Exhibit / November 8, 2018
Blade Runner was not an immediate success upon its June 25, 1982 release, a fact that has become part of the film’s lore over the years. It had quite a bit of competition that same summer: Star Trek II: The Wrath of Khan, E.T. the Extraterrestrial, Tron, Poltergeist, and John Carpenter’s The Thing. The world of Blade Runner, which established the cyberpunk genre, presented an altogether different, darker sci-fi, with a visual sensibility far ahead of its time. As it turns out, this “Souvenir Magazine” found on the Internet Archive, which makes it seem as though the film was a hit, has its own interesting backstory. Cinephilia & Beyond reveals that its publisher, Ira Friedman, designed and produced the magazine after leaving the publishing department at Lucasfilm. His excitement about Blade Runner is evident on every page, the magazine obviously a true labor of love. He recalled in 2002 how “freshly minted copies of the Blade Runner magazine remained behind in the seats” following one of the first screenings, but digitization allows it to live on: an almost too perfect simulacrum of the film’s eventual impact and legacy.
The Table of Contents features a dedication “to Philip K. Dick, a literary legend, without whose extraordinary imagination and cautionary vision, there would be no Blade Runner.” A full-page interview with Dick (with one by Ridley Scott on the next page) is especially noteworthy. Dick was nothing but supportive of the film adaptation of his 1969 novel Do Androids Dream of Electric Sheep? As a fan of both, it’s easy for me to see why he was excited, going so far as to say that the film was an “almost supernatural experience” for him (Dick died just a few months before Blade Runner’s release). Interestingly, the attitude expressed here doesn’t quite jive with his more well-known curmudgeonly personality.
One of the most curious aspects of the magazine is the Harrison Ford interview. Ford goes on at length about acting decisions, technical details, and even Deckard’s haircut. It’s hard to imagine Ford discussing any project as effusively as he does here, but perhaps he was just grateful to talk about something other than Star Wars for once. I also wish the magazine had paid a little more attention to Rachael (Sean Young), who ends up seeming like a minor character, despite a full-page photo.
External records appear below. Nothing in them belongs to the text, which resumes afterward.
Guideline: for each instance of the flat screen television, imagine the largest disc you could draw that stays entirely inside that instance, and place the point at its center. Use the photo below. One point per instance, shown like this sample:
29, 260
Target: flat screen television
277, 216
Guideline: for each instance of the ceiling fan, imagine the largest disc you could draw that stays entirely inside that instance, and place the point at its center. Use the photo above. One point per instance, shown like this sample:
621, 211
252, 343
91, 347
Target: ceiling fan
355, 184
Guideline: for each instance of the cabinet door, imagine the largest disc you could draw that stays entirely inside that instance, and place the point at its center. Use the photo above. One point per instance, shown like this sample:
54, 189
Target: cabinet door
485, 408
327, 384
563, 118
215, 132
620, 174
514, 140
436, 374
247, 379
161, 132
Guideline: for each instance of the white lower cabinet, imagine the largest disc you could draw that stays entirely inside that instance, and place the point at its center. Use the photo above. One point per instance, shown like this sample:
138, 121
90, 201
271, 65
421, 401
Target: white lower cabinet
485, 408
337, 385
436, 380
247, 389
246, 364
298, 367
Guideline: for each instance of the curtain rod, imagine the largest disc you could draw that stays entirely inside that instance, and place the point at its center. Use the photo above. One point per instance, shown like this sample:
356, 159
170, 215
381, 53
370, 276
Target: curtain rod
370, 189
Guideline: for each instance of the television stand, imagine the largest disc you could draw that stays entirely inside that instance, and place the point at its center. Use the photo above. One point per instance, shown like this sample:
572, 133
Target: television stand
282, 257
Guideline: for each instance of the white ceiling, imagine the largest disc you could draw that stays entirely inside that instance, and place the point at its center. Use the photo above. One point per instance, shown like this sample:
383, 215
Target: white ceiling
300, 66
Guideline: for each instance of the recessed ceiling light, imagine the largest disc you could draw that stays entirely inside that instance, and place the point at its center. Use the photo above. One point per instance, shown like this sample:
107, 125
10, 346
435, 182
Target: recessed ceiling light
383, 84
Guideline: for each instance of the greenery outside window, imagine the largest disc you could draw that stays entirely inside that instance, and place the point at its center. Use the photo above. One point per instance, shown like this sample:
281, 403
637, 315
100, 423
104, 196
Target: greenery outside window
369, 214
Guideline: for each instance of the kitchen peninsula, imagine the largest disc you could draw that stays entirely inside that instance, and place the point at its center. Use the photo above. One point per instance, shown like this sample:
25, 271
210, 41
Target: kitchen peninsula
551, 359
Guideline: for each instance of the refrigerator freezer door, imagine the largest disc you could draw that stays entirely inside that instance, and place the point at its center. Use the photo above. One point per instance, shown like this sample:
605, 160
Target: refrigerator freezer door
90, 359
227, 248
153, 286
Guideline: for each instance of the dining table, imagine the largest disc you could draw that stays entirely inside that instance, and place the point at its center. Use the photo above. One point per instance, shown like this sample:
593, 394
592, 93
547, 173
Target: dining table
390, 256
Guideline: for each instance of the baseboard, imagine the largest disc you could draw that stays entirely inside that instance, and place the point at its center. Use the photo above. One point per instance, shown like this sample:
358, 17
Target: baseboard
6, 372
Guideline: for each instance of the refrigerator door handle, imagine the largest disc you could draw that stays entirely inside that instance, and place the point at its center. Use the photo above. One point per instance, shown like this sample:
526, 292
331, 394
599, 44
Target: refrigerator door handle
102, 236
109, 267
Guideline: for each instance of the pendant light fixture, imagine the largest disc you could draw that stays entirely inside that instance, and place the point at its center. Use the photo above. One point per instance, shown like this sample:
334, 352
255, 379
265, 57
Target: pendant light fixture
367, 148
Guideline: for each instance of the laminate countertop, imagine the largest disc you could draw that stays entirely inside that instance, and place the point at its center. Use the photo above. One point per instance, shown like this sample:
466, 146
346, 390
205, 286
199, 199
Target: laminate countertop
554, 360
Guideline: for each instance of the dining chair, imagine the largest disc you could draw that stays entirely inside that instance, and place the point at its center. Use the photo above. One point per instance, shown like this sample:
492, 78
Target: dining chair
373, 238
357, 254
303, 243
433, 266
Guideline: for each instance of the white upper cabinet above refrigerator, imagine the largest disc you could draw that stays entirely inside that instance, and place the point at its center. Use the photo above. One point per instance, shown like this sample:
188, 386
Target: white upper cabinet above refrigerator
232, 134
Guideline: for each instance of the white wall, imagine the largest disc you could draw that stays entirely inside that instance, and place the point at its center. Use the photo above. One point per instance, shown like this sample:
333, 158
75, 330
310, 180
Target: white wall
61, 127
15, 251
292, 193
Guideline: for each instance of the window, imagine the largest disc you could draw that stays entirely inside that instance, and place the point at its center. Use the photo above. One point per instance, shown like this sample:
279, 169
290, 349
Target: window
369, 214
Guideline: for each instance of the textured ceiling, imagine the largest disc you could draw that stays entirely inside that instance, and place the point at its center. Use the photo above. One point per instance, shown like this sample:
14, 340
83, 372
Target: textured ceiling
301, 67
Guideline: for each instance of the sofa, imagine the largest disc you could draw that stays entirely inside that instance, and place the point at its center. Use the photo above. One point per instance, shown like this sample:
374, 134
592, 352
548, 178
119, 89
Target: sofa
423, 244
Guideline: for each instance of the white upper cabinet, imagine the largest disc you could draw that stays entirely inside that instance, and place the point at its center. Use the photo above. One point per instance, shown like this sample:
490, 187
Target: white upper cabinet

Her relationship with Deckard is explored a bit further on in the magazine, but it’s clear that Friedman was banking on Ford’s star power.
The set photos, screencaps, and production drawings that make up the bulk of the magazine recall how the film captured all of the brooding, futuristic atmosphere present in Dick’s novel, leaving behind its more esoteric plot points, to create a piece of cinematic art that stands on its own. A photo of the iconic model of the Tyrell Corporation pyramid and its creator, Special Effects Photographic Supervisor Douglas Trumbull, is also included, as is an interview with Trumbull later on. The model is now part of the collection of the Museum of the Moving Image in New York and is just as impressive in person.
Friedman’s publication is about as complete a fan magazine as you could want, right down to the advertisements for related Blade Runner merchandise and even a Marvel comic book. (I would give my eyeteeth for a chance to join the Blade Runner fan club, though such a notion seems almost comical.) Blade Runner is no kids’ film, obviously, despite the tie-in marketing attempts and merchandise that included die-cast toy cars. Yet it’s those touches that make the magazine such a nostalgic gem in spite of itself.
Much of the information presented here has been made available elsewhere over the years, but it’s still undeniably fun to revisit the film in this way. The magazine is rounded out with a full-color centerfold poster illustrated by Robert Altemus, who also provided the art direction and design for the magazine. He and Friedman would continue to collaborate on other souvenir magazines over the next several years. Dick’s novels and stories also continue to be popular source material for films and television shows, especially as many of his themes prove ever more prescient. Still, Blade Runner remains a defining moment in science fiction film and perhaps the best-known adaptation of his work.